I'd like to join Turkish in welcoming you to the site.  I'm so glad you found us, as I'm sure the information here and interacting with a community that can understand your difficulties will be a huge support to you, as it is to me.

Excerpt
One of the biggest frustrations I have in accepting blame to end a conflict, is that I know it creates a momentum shift where the unacceptable behavior becomes acceptable. I feel like my partner grew to resent me for this.

Whilst it is noble to want to keep your partner 'on a level' and avoid escalation in dysregulated behaviours, one thing I learned that helped me so much was around validation.  Specifically not validating the invalid. 

It's really useful to steer clear of JADEing (justify, argue, defend, explain), and rather than using these, good use of validation is a skill that, when practised can allow us to sidestep taking undue blame on ourselves, instead cuts to the emotion that our partners are feeling and what is causing it.  The outward behaviours, accusations etc. are just a means of venting that emotion.  There is a really helpful video here that made lots of sense to me, and I hope it does to you too if you've not already seen it:

https://bpdfamily.com/message_board/index.php?topic=206132

Once I began applying validation to our communication (it took practise and was hard at first) I found it had positive results.  We were able to move through his triggered emotions to continue with a reasonable conversation.  It's clear you're both looking to improve the way things are playing out for the benefit of your child and I hope that this can help for you.  Once you get good at validation you can also use it to validate yourself, which is important! 

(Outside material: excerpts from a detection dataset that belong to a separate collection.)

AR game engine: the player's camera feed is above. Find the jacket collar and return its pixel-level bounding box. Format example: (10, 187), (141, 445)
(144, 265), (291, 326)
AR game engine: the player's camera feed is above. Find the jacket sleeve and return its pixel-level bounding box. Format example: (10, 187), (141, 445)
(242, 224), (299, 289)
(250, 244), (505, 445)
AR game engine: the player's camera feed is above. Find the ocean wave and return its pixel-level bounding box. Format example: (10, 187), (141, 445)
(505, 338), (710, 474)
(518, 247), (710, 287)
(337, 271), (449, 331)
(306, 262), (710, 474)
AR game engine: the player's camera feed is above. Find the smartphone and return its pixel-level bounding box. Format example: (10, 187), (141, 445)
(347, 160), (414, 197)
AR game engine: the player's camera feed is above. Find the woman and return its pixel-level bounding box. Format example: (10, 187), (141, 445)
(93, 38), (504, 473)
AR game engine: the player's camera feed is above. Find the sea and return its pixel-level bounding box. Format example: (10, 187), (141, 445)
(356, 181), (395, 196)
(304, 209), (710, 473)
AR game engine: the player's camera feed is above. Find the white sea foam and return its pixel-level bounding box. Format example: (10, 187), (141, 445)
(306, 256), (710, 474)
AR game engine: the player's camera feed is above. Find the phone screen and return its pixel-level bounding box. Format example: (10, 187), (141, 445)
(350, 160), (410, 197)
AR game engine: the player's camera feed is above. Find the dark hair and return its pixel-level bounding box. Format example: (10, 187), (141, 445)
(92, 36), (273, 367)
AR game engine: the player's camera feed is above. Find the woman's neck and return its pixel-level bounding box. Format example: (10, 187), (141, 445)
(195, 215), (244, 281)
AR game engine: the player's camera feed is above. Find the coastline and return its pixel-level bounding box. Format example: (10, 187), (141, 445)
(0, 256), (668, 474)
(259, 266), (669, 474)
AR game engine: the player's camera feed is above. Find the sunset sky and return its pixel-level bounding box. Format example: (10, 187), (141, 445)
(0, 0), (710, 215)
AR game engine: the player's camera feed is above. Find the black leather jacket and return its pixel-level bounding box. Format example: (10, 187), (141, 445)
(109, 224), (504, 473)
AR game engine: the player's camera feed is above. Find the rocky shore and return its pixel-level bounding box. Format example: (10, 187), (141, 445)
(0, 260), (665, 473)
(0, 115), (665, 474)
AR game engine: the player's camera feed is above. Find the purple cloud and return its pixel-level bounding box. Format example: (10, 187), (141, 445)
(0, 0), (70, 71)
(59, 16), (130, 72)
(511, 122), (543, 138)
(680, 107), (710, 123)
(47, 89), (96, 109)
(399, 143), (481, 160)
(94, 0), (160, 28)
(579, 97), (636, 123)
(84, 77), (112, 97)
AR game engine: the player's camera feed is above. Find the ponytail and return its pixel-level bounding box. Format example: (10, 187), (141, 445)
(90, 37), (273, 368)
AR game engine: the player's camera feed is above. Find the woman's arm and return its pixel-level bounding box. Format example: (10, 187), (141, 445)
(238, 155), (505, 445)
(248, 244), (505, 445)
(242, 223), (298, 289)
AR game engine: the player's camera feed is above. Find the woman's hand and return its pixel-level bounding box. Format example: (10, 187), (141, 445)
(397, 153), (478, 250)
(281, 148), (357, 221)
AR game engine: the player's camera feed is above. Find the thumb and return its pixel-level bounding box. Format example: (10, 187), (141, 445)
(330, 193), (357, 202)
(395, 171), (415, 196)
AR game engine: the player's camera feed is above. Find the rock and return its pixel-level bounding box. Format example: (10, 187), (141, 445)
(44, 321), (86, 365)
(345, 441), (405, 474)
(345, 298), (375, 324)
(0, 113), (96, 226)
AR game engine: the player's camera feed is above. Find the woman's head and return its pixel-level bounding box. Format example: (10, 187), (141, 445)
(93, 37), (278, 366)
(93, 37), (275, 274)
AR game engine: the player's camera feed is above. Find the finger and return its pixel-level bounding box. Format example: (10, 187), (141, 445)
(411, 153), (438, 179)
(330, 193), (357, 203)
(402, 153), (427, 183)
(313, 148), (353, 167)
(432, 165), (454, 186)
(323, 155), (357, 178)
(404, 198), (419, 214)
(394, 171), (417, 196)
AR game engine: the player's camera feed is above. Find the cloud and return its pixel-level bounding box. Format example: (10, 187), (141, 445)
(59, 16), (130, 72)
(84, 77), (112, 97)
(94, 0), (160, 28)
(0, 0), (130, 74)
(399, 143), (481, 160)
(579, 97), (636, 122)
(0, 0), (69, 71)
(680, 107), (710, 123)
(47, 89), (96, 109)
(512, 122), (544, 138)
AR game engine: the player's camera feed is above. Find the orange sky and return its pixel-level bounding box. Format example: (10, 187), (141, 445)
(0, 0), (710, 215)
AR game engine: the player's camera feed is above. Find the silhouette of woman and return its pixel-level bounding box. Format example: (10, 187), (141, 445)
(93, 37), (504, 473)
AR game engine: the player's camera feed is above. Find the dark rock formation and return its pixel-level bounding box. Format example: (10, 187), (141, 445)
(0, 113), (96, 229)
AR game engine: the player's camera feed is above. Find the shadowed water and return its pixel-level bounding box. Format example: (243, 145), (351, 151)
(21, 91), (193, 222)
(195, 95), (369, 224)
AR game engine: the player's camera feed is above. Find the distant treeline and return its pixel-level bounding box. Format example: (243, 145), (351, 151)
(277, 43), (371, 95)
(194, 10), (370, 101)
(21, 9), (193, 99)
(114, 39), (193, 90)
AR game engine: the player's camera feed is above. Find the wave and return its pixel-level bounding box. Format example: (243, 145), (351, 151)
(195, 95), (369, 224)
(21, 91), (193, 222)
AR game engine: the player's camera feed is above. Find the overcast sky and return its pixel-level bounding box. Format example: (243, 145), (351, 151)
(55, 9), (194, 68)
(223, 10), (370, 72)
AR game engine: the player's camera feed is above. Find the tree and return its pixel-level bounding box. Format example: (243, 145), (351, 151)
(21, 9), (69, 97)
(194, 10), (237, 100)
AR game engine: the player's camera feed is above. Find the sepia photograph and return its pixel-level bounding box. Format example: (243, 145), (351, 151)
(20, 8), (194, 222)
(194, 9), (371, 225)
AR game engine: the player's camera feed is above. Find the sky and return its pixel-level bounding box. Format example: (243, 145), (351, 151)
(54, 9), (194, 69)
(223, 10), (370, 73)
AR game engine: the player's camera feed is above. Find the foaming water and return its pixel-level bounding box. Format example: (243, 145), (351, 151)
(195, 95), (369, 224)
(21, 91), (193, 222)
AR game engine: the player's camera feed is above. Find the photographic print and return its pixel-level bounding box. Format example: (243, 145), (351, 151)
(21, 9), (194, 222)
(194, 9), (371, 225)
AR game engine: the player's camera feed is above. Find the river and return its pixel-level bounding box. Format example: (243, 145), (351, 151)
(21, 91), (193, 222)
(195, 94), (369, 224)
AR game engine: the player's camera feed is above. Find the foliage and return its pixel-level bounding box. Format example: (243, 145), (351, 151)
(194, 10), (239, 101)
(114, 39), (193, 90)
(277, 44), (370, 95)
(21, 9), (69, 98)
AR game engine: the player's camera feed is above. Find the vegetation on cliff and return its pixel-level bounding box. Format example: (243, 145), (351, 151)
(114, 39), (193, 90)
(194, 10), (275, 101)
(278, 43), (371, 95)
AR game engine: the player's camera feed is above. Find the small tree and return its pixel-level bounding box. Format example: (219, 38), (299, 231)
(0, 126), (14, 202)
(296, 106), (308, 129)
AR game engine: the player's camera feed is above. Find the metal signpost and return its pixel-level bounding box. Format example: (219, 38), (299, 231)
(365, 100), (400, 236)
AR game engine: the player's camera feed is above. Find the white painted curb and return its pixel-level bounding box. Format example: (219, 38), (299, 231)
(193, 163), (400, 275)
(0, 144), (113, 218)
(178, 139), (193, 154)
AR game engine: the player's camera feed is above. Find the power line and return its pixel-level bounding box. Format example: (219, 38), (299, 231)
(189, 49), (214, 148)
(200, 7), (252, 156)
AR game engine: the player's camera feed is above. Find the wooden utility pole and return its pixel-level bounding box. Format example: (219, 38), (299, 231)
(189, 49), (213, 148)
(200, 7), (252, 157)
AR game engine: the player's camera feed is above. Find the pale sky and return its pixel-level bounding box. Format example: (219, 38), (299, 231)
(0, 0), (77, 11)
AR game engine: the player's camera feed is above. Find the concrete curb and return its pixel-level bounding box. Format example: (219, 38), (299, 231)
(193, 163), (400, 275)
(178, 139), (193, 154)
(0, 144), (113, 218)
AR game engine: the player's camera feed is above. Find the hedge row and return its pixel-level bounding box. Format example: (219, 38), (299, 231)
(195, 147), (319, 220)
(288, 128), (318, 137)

It's encouraging to hear that your partner has identified that she has some issues.  Would she be open to seeking a professional diagnosis and some recommendations on how to manage coping with her traits?  If you find that the couples therapy is not as effective as you'd like, perhaps this could be an option.

Keep reading and posting.  This site is a gold mine of helpful resources and valuable support from others in similar situations.  You're not alone.